Multiline raw string constants

String literals are bad but necessary

In general, the use of literal strings in the program source code is considered a bad practice. There are two reasons for this:

  • Firstly, the text of the program is not something that needs to be changed every time you change some user-facing message.
  • Secondly, the message should be displayed in different languages in different cultures. Therefore, for reasons of configurability and internationalization, it is considered good to have all texts outside the programs, say in some configs.

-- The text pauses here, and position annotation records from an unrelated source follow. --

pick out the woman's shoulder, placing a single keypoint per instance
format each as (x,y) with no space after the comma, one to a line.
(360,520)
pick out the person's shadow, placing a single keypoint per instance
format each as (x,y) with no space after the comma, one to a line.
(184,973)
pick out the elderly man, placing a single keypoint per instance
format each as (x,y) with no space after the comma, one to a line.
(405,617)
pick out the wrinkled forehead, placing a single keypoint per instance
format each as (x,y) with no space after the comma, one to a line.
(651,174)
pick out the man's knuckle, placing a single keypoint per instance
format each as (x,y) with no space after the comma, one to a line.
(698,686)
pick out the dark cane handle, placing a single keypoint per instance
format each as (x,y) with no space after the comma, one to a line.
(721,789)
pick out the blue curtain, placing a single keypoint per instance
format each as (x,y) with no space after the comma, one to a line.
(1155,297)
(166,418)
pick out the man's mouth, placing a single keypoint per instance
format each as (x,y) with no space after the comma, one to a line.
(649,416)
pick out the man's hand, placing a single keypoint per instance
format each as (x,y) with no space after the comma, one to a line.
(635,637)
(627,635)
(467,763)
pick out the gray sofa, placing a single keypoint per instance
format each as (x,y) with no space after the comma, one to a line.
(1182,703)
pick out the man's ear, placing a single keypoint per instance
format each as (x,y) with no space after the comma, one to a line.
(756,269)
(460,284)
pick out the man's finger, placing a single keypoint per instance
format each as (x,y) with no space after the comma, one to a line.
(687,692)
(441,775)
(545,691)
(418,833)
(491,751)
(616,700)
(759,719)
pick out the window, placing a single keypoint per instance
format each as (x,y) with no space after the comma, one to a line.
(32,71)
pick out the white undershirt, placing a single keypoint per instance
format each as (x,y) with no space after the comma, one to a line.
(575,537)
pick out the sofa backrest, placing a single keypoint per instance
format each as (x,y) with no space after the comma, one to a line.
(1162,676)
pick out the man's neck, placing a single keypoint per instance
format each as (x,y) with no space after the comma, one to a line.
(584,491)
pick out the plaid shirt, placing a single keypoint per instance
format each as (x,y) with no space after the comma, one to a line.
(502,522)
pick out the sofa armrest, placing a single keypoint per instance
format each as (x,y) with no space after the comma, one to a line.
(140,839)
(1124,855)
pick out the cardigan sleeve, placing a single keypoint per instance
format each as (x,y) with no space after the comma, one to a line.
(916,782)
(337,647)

Unfortunately, in the modern world, a huge number of programs are forced to work with texts. And not with a texts that are shown to users, but with technical texts:

  • All network communications between clients and servers is performed in JSON or XML, which is internally textual.
  • Internet resource addresses are texts.
  • Filenames are also texts.

Even in the ideal case it is impossible to eliminate texts from program source code. For example, if a program takes all its texts from a configuration file, the name of this file must still be present in the program so that it can open it at startup. And this filename is also a text.

Therefore, string constants still have their place in the programming languages.

How it works in nowadays languages

All modern languages started adding the ability to specify multi-line text constants without the need to escape special characters.

Raw strings appeared in C++. JavaScript also has the ability to specify multi-line constants using the special character "`".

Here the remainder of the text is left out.